Kelvin Sheppard, who signed a veteran minimum deal with the Lions on Oct. 31, spent parts of the past two seasons as a free agent. Between training and working his investments, he coached defense for the Cooper City Colts, his 9-year-old son's football team. Like Kerley and Moore, he could afford to be smart with his decision, as he made over $7 million in his career before signing with Detroit. In a bit of fortuitous timing, he signed with the Lions the week after his son’s season ended. Returning to the league earned him a salary of $57,187.50 per week.
Between training, coaching and future planning, it gave guys options to keep their minds busy instead of worrying about finding an NFL gig all the time.
"What’s going to happen is guys who overthink stuff are guys who are going to drive themselves crazy," Sheppard said. "You literally can’t control it.

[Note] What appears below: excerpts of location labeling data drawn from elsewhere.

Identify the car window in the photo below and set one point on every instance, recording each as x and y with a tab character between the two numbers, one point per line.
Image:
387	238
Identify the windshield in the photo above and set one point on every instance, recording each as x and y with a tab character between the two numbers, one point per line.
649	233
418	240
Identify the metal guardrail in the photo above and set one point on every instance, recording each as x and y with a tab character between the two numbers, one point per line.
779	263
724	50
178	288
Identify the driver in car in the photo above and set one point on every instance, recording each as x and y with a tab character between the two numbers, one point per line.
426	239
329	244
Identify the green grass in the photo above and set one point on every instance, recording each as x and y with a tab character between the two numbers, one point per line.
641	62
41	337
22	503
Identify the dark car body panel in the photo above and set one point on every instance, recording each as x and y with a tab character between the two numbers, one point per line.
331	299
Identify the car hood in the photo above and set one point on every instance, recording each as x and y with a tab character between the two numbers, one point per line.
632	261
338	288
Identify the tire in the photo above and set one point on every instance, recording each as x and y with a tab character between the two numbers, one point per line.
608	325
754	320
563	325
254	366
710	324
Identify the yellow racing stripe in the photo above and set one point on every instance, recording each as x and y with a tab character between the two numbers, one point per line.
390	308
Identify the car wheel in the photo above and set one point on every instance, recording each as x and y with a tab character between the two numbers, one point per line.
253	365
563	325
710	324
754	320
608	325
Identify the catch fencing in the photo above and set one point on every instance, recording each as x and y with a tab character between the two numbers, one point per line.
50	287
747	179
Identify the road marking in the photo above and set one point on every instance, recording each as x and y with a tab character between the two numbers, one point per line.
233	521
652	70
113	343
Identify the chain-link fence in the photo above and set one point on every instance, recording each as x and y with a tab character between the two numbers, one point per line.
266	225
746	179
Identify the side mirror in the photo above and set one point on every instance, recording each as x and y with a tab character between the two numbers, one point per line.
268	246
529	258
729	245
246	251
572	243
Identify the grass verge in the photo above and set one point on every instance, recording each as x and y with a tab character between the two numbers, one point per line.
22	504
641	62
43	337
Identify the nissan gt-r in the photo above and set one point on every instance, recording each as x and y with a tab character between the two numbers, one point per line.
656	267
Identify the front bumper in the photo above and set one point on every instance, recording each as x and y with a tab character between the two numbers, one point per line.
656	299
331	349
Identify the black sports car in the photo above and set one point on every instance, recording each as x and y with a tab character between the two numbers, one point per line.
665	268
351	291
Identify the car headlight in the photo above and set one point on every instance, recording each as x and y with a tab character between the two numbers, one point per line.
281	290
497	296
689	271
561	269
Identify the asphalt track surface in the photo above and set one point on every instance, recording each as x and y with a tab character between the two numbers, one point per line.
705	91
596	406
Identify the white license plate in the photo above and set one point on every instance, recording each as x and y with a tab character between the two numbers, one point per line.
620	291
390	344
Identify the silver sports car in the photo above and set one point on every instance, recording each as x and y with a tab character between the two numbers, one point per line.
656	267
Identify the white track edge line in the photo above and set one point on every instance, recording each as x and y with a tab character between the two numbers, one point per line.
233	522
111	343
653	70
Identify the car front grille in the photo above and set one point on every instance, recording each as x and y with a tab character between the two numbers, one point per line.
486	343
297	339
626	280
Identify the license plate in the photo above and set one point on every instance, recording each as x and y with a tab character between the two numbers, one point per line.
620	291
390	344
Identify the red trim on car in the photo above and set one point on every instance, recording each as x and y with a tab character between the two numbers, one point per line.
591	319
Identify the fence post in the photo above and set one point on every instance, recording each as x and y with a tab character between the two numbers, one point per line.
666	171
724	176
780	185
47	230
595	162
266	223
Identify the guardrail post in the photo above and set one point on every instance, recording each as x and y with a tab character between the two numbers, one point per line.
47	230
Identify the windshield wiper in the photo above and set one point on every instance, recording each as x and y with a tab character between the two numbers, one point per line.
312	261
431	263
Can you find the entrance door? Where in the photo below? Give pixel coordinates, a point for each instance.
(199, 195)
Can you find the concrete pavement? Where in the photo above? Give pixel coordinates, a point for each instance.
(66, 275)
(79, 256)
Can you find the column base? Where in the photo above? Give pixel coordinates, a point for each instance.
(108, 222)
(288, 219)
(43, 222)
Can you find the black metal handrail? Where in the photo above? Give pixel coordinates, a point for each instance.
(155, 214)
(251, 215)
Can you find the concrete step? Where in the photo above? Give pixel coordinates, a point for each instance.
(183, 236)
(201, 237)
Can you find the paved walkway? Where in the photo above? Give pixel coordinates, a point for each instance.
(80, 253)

What’s going to happen is going to happen. All you can control is what you do."
Sometimes that leads to jobs. Sometimes it doesn't.
Moore, who Canter said has been on six or seven workouts, has yet to land a job. Sometimes, knowing he's on a workout, friends would text him simply, "Update?" or ask if he was OK. He knew they meant well.
"When people are like, are you OK, I’m like, ‘Yeah, I didn’t get in a car accident. I didn’t get shot. I’m just fine,’" Moore said. "I hate people asking ‘Am I OK?’ Like I’ve gone missing or something. That’s probably the worst, like, ‘Are you OK?’
"I’m just fine, thanks."
No matter what happens down the road, he knows what he accomplished. He started 31 games in the NFL. But he gets the process. All he can do is sit, wait, keep busy and hope -- like players all over the country -- for the next opportunity.